Als der Herausforderer bereits mit einem triumphierenden Lachen zur endgültigen Niederlage Albertas ansetzte - im nächsten Augenblick würde sie mit der Brust auf der Tischplatte liegen (und zwar in der gegnerischen Hälfte!) -, wendete sich plötzlich das Blatt!
Mit einem Wutschrei, gemischt mit Verblüffung, lag der Herausforderer über dem Eichentisch, ganz nahe bei Alberta. Die Aufregung der Zuschauer war unbeschreiblich. Der Wirt und die übrigen Umstehenden schlugen dem Gewinner so kräftig auf die Schulter, dass die junge Frau beinahe zusammenbrach. Alle gratulierten ihr lautstark, so dass der Fremde mit seinem Protest, das Ganze sei nicht rechtens gewesen, gar nicht durchdrang.
Alberta kümmerte das wenig. Hauptsache, von den Herren hatte keiner bemerkt, dass sie den »welschen Dreh« angewendet hatte, scheinbar nachzugeben, den anderen in Sicherheit zu wiegen und ihm in der entscheidenden Sekunde brutal und unerwartet mit aller Gewalt mit dem Stiefelabsatz unter dem
Tisch gegen das Schienbein zu treten.

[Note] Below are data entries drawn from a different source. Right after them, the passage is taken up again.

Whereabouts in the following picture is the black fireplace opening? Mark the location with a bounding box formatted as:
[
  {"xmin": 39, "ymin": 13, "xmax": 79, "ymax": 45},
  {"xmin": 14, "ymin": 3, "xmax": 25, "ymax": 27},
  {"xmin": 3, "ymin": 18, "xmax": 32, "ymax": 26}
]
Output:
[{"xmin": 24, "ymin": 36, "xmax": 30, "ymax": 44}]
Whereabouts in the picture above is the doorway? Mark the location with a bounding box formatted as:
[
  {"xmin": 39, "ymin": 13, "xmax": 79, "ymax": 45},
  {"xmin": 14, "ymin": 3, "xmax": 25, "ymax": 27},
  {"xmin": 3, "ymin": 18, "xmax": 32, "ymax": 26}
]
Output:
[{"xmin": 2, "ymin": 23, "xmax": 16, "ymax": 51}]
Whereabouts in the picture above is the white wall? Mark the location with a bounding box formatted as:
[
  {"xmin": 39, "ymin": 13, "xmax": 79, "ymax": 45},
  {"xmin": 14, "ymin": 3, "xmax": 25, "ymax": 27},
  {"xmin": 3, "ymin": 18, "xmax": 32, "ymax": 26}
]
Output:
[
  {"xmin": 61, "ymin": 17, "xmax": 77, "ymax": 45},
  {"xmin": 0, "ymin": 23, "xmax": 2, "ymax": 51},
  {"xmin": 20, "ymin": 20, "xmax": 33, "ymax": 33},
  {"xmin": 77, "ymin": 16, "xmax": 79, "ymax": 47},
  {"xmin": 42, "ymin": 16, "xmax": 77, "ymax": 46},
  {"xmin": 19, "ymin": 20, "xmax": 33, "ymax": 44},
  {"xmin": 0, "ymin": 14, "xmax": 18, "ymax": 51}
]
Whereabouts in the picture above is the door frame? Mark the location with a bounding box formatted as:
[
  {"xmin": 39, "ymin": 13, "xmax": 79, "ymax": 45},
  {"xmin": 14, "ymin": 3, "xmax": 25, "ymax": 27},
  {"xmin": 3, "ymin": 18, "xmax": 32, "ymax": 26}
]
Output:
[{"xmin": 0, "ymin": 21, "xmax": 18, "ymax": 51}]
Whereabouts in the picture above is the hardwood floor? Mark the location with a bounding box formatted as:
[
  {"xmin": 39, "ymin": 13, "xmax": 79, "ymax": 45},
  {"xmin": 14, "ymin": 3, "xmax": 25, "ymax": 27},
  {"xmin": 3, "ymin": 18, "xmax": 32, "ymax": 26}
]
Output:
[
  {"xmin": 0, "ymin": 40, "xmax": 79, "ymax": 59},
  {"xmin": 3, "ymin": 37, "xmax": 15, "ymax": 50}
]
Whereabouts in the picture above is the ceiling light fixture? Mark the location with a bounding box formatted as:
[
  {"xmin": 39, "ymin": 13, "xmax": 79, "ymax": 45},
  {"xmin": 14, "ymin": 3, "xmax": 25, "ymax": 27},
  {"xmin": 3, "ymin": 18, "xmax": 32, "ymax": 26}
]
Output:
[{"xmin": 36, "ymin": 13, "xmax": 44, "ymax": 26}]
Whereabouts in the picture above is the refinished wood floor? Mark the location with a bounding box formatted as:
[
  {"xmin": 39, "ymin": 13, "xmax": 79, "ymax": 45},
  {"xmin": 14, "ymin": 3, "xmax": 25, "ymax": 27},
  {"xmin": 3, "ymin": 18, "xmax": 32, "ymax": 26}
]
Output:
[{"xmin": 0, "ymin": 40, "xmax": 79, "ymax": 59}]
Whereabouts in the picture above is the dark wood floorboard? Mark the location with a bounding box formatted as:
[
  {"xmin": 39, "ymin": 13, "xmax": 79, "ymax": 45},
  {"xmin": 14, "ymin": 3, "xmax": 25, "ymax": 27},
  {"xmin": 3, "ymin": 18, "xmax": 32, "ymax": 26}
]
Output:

Die Irritation hatte bestens funktioniert.
Die Gräfin war sich sicher: Pater Winfried wäre entsetzt über diese neuerliche Gefahr, der sie sich ausgesetzt hatte und der sie nur durch viel Glück heil entronnen war. Er warnte sie regelmäßig eindringlich davor, sich in Situationen zu begeben, die körperlichen Einsatz von ihr verlangten. Sie beschloss daher, über den Vorfall Stillschweigen zu bewahren.
Zu ihrem großen Leidwesen hatte Alberta auch weiterhin Hexenprozesse zu führen. Natürlich hatte der Pater es richtig vorhergesehen, dass sie sich den Befehlen Maximilians nicht widersetzen konnte. Nach einer vorübergehenden Pause unmittelbar nach dem Tod Fredas ging es weiter wie zuvor.
Alberta wurde landauf, landab nur noch »der Hexenrichter« genannt. Am schlimmsten war es natürlich in der Hauptstadt München, wo ihr sogar die Gassenbuben diesen Namen hinterherschrien, sooft sie sich auf der Straße blicken ließ. Sie hingegen legte Wert darauf, ganz korrekt als »Oberster Kommissar« bezeichnet zu werden.
»Ich bin keineswegs der Richter, ich verurteile niemanden zum Scheiterhaufen«, wehrte sie sich, sooft sie den verhassten Titel im Zusammenhang mit ihrem Namen hörte.
Denn keiner dieser häufig dem Adel angehörenden Juristen, welche die Verhandlungen gegen angebliche Hexen führten, pflegte selbst das Urteil zu fällen. Aus irgendeinem Grund galt es nämlich als ehrenrührig, Menschen dem Flammentod zu überantworten - eine der zahlreichen Ungereimtheiten im Zusammenhang mit den Hexenprozessen.
»›Wasch mir den Pelz, aber mach mich nicht nass‹, nennt man das«, äußerte abfällig der Benediktiner, aber Alberta legte
dennoch Wert darauf, niemals persönlich ein Todesurteil ausgesprochen zu haben.
Den eigentlichen Urteilsspruch überließ man dem dazu ernannten Richter und befleckte sich somit nicht die Hände mit dem Blut der Verurteilten.
Dieser Mann, meist ein überschuldeter Kleinadliger vom Land, wurde nach Beendigung des Verfahrens eigens nach München zitiert, um anstelle des prozessführenden Kommissars »die Hexe« zum Feuertod zu verurteilen. Dieser Richter war es dann, der den Stab über dem Opfer brach.
Anschließend musste er auch noch der grausigen Urteilsvollstreckung beiwohnen, während der Oberste Kommissar und seine Beisitzer sich für gewöhnlich nicht blicken ließen.